Sanctus/Benedictus | Nederlands |
Sanctus, Sanctus, Sanctus,Dominus Deus Sabaoth; | Heilig, heilig, heilig de Heer, de God der hemelse machten. |
Pleni sunt cæli et terra gloria tua. | Vol zijn hemel en aarde van uw heerlijkheid. |
Hosanna in excelsis. | Hosanna in den hoge. |
Benedictus, qui venit in nomine Domini. | Gezegend Hij die komt in de Naam des Heren. |
Hosanna in excelsis. | Hosanna in den hoge. |
Agnus Dei
De Latijnse uitdrukking Agnus Dei staat voor het Lam Gods en verwijst naar Jezus Christus in zijn rol van de perfecte sacramentele opoffering die de zonden van de mens verzoent in de christelijke theologie.

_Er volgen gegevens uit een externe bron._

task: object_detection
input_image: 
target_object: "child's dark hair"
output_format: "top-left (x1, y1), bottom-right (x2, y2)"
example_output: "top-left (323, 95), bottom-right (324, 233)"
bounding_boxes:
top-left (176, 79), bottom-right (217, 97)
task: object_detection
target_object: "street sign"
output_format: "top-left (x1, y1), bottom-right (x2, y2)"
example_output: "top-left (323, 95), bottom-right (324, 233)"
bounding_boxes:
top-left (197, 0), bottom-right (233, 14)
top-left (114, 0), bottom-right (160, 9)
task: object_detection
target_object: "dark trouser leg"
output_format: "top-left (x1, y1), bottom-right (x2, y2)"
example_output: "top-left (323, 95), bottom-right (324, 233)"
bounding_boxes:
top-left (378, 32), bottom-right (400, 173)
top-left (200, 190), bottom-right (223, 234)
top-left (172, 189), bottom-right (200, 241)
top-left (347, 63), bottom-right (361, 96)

Het offer van een lam en het Bloed van het lam zijn in de godsdiensten van het Midden-Oosten een vaker gebruikt beeld. In de protestantse kerken wordt de aan Openbaring van Johannes ontleende uitdrukking “gewassen in het bloed van het lam” wel gebruikt als aanduiding van de verlossing van de door kerken veronderstelde erfzonde.
In de kunst is het Agnus Dei de figuur van een lam dat een kruis draagt, symbool voor Jezus als Lam Gods. Deze voorstelling wordt vaak gebruikt in christelijke kunstwerken, waarvan het Lam Gods te Gent het beroemdste is.
Het Agnus Dei of het Lam Gods wordt gezongen terwijl de priester het heilig brood breekt en de vermenging plaatsvindt: de priester laat een deeltje van de hostie in de kelk vallen.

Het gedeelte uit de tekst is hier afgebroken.